E de vacinação, claro. As primeiras vacinas já chegaram a Portugal e amanhã os primeiros bracinhos portugueses vão começar a ser trespassados pelas agulhas que injectarão ciência líquida nos corpos. Eu sei que muita gente agora acha que a ciência – séculos e séculos de ciência acumulada – é facilmente desmontada com um vídeo de YouTube que os media não passam porque estão todos comprados. Mas todos mesmo, não há um único jornalista decente no mundo actual e só podemos confiar nestes novos arautos da verdade que vivem na cave da mãe e que, felizmente para a humanidade, dedicam todo o seu tempo a fazer estes vídeos que nos mostram como o Bill Gates quer inserir chips em toda a gente para nos controlar. Por acaso, todos os algoritmos que fazem as pessoas caírem nestes rabbit holes da internet e não conseguirem de lá sair, não são nada ferramentas de controlo a que a cedemos voluntariamente, o problema é mesmo as vacinas e a imprensa.

Daqui o meu “vamos lá ver como corre”, mas na verdade estou bastante optimista.

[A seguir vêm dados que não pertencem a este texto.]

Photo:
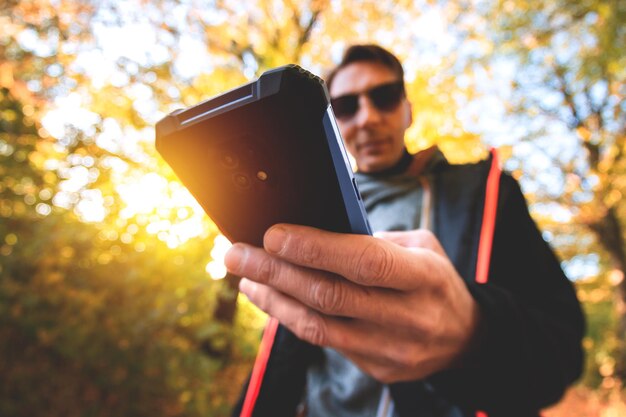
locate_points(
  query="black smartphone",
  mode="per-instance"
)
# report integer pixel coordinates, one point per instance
(264, 153)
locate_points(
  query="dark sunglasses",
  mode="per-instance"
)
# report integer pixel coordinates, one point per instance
(385, 97)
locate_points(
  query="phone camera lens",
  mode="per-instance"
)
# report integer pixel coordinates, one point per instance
(241, 180)
(229, 160)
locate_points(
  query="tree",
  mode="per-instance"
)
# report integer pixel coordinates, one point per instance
(567, 96)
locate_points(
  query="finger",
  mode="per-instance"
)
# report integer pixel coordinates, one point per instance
(362, 259)
(302, 321)
(419, 238)
(345, 335)
(324, 292)
(388, 373)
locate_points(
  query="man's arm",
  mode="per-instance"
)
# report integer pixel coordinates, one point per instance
(398, 313)
(401, 312)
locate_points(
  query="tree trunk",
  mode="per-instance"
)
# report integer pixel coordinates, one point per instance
(610, 235)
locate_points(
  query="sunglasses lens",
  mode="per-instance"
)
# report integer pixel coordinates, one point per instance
(387, 97)
(345, 106)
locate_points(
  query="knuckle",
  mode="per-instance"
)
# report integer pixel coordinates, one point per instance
(313, 330)
(383, 375)
(425, 238)
(424, 327)
(267, 269)
(328, 297)
(406, 358)
(309, 251)
(375, 264)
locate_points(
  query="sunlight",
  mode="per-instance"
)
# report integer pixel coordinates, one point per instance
(215, 268)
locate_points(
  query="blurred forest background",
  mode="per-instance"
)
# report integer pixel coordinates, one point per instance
(111, 302)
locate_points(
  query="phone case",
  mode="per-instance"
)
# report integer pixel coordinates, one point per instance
(264, 153)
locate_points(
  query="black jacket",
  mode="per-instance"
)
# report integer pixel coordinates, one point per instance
(532, 324)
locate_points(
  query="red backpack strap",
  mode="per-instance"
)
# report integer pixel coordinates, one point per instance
(488, 226)
(258, 371)
(489, 220)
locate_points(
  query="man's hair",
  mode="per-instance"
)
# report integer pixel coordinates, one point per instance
(367, 53)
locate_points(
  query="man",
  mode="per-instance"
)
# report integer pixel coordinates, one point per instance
(402, 310)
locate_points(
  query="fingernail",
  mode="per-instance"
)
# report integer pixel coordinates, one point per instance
(275, 239)
(235, 258)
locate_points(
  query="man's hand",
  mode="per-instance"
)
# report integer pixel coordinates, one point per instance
(394, 306)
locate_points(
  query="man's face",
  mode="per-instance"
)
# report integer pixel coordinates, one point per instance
(374, 137)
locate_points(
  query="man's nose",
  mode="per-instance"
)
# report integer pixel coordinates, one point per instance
(367, 114)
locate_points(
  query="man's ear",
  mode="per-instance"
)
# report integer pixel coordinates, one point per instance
(408, 113)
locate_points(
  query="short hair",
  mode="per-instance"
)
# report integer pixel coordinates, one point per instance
(367, 53)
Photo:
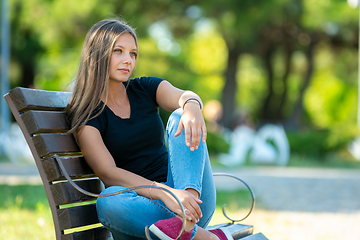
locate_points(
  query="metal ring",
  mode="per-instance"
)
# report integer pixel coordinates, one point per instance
(251, 192)
(147, 234)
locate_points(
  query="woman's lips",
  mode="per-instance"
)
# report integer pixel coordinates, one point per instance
(124, 70)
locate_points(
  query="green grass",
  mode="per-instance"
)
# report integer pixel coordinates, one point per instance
(29, 197)
(25, 212)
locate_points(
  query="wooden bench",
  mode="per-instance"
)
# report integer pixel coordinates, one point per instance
(42, 118)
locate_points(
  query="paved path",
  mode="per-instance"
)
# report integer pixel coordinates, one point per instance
(298, 204)
(291, 203)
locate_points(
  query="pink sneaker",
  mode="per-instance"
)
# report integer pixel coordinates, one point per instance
(222, 234)
(169, 229)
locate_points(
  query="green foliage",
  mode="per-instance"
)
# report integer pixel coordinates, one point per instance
(216, 144)
(318, 143)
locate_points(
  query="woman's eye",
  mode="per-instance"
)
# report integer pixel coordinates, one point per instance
(133, 54)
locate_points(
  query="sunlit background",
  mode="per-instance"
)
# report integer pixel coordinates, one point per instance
(279, 79)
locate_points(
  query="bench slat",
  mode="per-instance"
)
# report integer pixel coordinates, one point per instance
(77, 216)
(257, 236)
(65, 193)
(96, 233)
(31, 99)
(48, 143)
(76, 167)
(45, 122)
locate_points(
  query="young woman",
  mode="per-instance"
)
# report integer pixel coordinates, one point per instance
(116, 123)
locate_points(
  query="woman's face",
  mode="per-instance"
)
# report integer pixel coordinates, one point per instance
(123, 58)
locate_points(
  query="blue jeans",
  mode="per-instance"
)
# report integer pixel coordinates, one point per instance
(127, 214)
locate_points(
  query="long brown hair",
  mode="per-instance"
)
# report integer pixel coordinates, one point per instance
(92, 81)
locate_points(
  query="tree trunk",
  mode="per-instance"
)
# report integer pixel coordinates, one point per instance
(288, 54)
(28, 74)
(299, 107)
(230, 87)
(266, 111)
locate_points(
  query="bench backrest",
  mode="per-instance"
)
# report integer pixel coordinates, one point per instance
(42, 119)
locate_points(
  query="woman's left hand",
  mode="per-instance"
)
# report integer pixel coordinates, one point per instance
(193, 122)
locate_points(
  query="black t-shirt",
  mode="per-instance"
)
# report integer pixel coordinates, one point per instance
(137, 144)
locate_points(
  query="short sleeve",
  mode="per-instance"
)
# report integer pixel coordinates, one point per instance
(150, 85)
(98, 122)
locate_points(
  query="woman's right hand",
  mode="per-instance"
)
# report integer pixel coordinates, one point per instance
(188, 200)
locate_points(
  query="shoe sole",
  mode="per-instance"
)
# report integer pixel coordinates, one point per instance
(227, 233)
(155, 230)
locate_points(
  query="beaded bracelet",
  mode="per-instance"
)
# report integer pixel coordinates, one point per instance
(192, 100)
(150, 192)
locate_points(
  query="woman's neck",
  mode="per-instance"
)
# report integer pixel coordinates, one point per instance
(117, 93)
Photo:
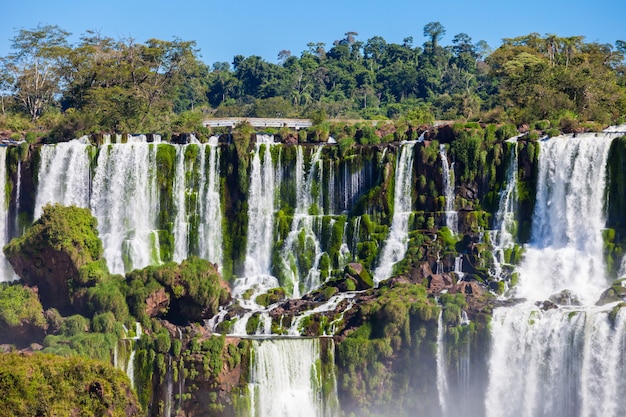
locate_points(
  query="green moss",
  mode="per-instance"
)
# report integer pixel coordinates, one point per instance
(65, 229)
(19, 304)
(50, 385)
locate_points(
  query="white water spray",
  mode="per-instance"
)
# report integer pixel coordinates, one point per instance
(395, 246)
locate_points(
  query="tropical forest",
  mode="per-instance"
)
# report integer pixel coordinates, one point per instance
(361, 229)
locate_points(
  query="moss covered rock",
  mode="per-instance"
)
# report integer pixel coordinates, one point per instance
(359, 273)
(51, 385)
(186, 292)
(22, 319)
(53, 251)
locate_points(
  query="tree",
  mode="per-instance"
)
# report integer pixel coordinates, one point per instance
(34, 66)
(435, 31)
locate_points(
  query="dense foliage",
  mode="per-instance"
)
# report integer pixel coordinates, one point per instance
(103, 84)
(54, 386)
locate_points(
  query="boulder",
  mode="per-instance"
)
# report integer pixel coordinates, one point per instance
(52, 252)
(359, 273)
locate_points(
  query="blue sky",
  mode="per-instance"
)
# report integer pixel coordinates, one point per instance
(223, 29)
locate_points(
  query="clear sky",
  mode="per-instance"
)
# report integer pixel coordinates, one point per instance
(225, 28)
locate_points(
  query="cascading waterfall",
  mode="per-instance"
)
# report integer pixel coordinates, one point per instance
(395, 246)
(286, 379)
(566, 240)
(180, 229)
(204, 185)
(303, 239)
(504, 223)
(124, 200)
(442, 378)
(452, 218)
(210, 206)
(261, 208)
(6, 272)
(567, 360)
(560, 362)
(64, 173)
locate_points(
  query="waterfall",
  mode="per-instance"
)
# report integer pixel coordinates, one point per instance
(261, 208)
(560, 362)
(566, 240)
(210, 204)
(395, 246)
(568, 360)
(504, 223)
(124, 200)
(448, 190)
(442, 378)
(197, 180)
(286, 379)
(6, 272)
(181, 221)
(260, 211)
(64, 175)
(302, 271)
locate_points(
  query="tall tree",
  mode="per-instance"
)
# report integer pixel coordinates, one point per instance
(435, 31)
(34, 66)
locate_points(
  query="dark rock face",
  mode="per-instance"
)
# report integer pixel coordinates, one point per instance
(52, 252)
(360, 274)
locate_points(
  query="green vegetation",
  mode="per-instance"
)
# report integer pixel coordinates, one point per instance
(396, 328)
(550, 82)
(19, 304)
(51, 385)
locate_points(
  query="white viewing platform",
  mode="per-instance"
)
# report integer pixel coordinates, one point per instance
(258, 122)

Como não estar? Tivemos um ano completamente surreal. Chato para uns, indiferente para outros, horrível para tantos e tantos. Demasiados. Se a vacina não nos der esperança, o que é que dará? Outro vídeo do YouTube com um adolescente meio fascista a dizer que a culpa é da China e que não deviam existir chineses? Ou com um adulto noutro vídeo que grita para a sua webcam que sabe mais do que médicos e cientistas que estudam nas suas áreas há décadas, só porque ele leu num blog que o chá de gengibre cura até o cancro da próstata? Vá lá, temos que ser melhores que isto enquanto humanidade.

Parabéns aos que descobriram em 2020 que as farmacêuticas são monumentos capitalistas sempre prontas a fazer dinheiro de todas as maneiras que puderem. Mas, e por mais que abomine o sistema, isto não faz de todos os investigadores uns monstros. A grande maioria dos médicos do mundo quer mesmo o bem das pessoas. A grande maioria dos jornalistas não é minimamente corrupta, mesmo que, como é óbvio, existam uns melhores que outros, uns com mais viés que outros. Os políticos e as instituições não são todos corruptos que vivem num conluio para destruir o resto da humanidade. É tudo um sistema extremamente complexo e que tem de ser constantemente escrutinado se queremos ir para melhor, para uma sociedade mais saudável, mais justa, mais igualitária, claro. Mas temos mesmo que conseguir por vezes afastar-nos das coisas para ver o plano geral, para ver esta complexidade toda e não cair nas respostas fáceis para coisas tão difíceis: “o Bill Gates quer dominar o mundo”, ou “a culpa é dos judeus”, por exemplo.

Amanhã tem de ser um dia em que celebramos a ciência, os profissionais de saúde, os trabalhadores fundamentais como os professores ou os cantoneiros. Tem de ser um dia de esperança para todos por sabermos que já faltou mais para voltarmos a poder andar livremente fora de casa. E quem diz fora de casa, diz fora da cave da mãe.

Sugestões mais ou menos culturais que, no caso de não valerem a pena, vos permitem vir insultar-me e cobrar-me uma jola:

- Uma História da Filosofia: compêndio da história da filosofia, como bem indica o nome. Ainda estou no início, mas a gostar muito.
- The Circle of Evil: Documentário sobre o círculo próximo de Hitler. Muito bom.